A Noiva do Vento

A chuva lavara as pegadas do jaguar, mas a mata registrara seu hálito quente. O vento conduzira o suor da terra através dos cipoais e heras em flor, de volta ao céu. A batalha deixara apenas indignação lavada de sangue. Rio de sentimentos extremos. Correntes revoltas de ódio. Adiante, o afluente do amor esperava para exigir dos mortais reflexões sobre suas prioridades e métodos.
Com nome de flor num tempo e terra de gente homem, a jovem líder dos camponeses entrava em transe. Em meio à clareira subia ao topo da pedra nua. Quase vestal. Noiva do vento, aceitava-lhe as carícias enquanto os urros dum felino decifravam códigos e planos transferindo-os à sua memória. Estratégias do Monge morto, líder antes dela, a quem seguira como discípula vencendo o preconceito ainda tão farto no alvorecer do século XX.
Voltava a si com o tinir das lâminas forjadas a fogo no interior dos paióis ou das cavernas. O corpo a corpo reduzindo os esquadrões locais. Seus camponeses, seus soldados. Lutavam por instinto num exército de celenterados. Vagavam pelas trilhas com o grito da resistência servindo de guia. Esperança como escudo. Subiam elevações. Abriam picadas na mata suportando a sanha dos insetos, a peçonha das cobras – répteis e humanas ­ sob o sol ou tempestade. Rodeados de espinhos das unhas-de- gato ou expostos à planura dos campos. Suportavam.
A jovem com nome de flor reunia seu bando transferindo a mensagem espiritual do Monge. Viera na língua do vento, escrita pelo hálito do jaguar nos seus pensamentos. Usando os dados, compunham táticas.
Em noite de lua cheia não se dá um passo!
Porque a lua cheia acende os espiões na boca dos esconderijos. Dá olhos à soldadesca mouca que aprende a trilha,percebe o limo, o laço das armadilhas. E estaria perdida a vantagem de conhecer a palmo cada pedra no descampado, ou cada penhasco que a ramagem camuflava com suas veias líquidas. Aqueles projéteis de fogo dos opositores, não davam tempo para o desvio. Tinham braço mais longo do que o facão, a espada ou a lança. Exigiam mais astúcia. Exigiam mais que fidelidade às ordens estratégicas. Seu diferencial, a fé.
Estavam combinados. Estavam eufóricos! Vinham de um êxito recente. Bastava tempo e paciência. Venceriam porquE tinham a benção do Monge que subira ao céu enquanto liderava o pelotão. Estavam no seu direito. Eram suas propriedades e sua cultura. Já as haviam defendido, em contendas, de tantos que se arvoraram em querer se apossar.
Aquilo, porém, era uma guerra. Pelo número, pelo motivo, pelo preço, pela novidade das armas e modos dos enviados para invadir. Eles, pagando em vidas o caminho da resistência. Enterravam parentes, vizinhos, compadres e amigos. Haviam aceito o contrato de sangue. Gente de palavra. Estavam decididos a ressuscitar os mortos se fosse preciso para aumentar seu exército e superar o opositor.
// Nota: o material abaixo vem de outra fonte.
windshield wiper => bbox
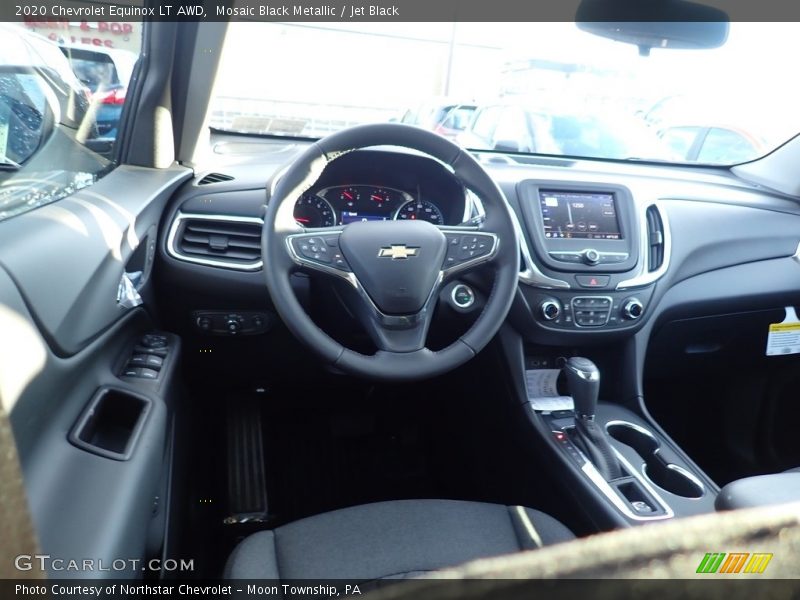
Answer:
[0,157,22,171]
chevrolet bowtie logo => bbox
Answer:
[378,244,419,259]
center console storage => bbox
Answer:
[606,421,705,498]
[716,471,800,510]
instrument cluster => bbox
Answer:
[294,184,445,228]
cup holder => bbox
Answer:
[606,421,705,498]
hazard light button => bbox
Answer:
[575,275,611,288]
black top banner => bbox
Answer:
[0,0,800,22]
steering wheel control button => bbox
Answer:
[583,248,600,265]
[575,275,611,288]
[450,283,475,309]
[444,233,494,268]
[292,236,338,265]
[622,298,644,321]
[539,298,561,321]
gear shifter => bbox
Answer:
[564,356,622,481]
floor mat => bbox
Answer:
[263,392,439,522]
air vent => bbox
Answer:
[176,217,261,266]
[646,204,664,272]
[197,173,233,185]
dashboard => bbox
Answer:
[162,132,800,346]
[294,184,445,228]
[294,151,468,228]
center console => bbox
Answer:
[525,357,716,526]
[510,180,718,528]
[517,181,669,334]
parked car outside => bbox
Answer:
[400,100,478,139]
[61,45,136,140]
[457,104,675,160]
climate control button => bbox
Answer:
[539,298,561,321]
[622,298,644,321]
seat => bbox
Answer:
[225,500,575,582]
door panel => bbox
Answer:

Mas o destino, o pior inimigo, aguardava surpreendente. Seu poder mais cortante que o aço, mais mortal que o chumbo dos combatentes. Num jogo de mistérios o calor da paixão rendeu os líderes opostos. Ele o novo Oficial assumindo o comando dos uniformizados, ela, a jovem com nome de flor, líder dos camponeses. Desorientaram-se os esquadrões. Em ambos houveram desertores e brados de posse. Assinaram com atos que não existe vitória na guerra.
E o vento, saudoso da noiva que perdeu para o Oficial oponente, passou a contar os desencarnados. Cerca de 25.000. Dizem que por isso uiva imitando o jaguar, quando se choca contra as árvores e os rochedos seculares entre Santa Catarina e o Paraná, na região do Contestado.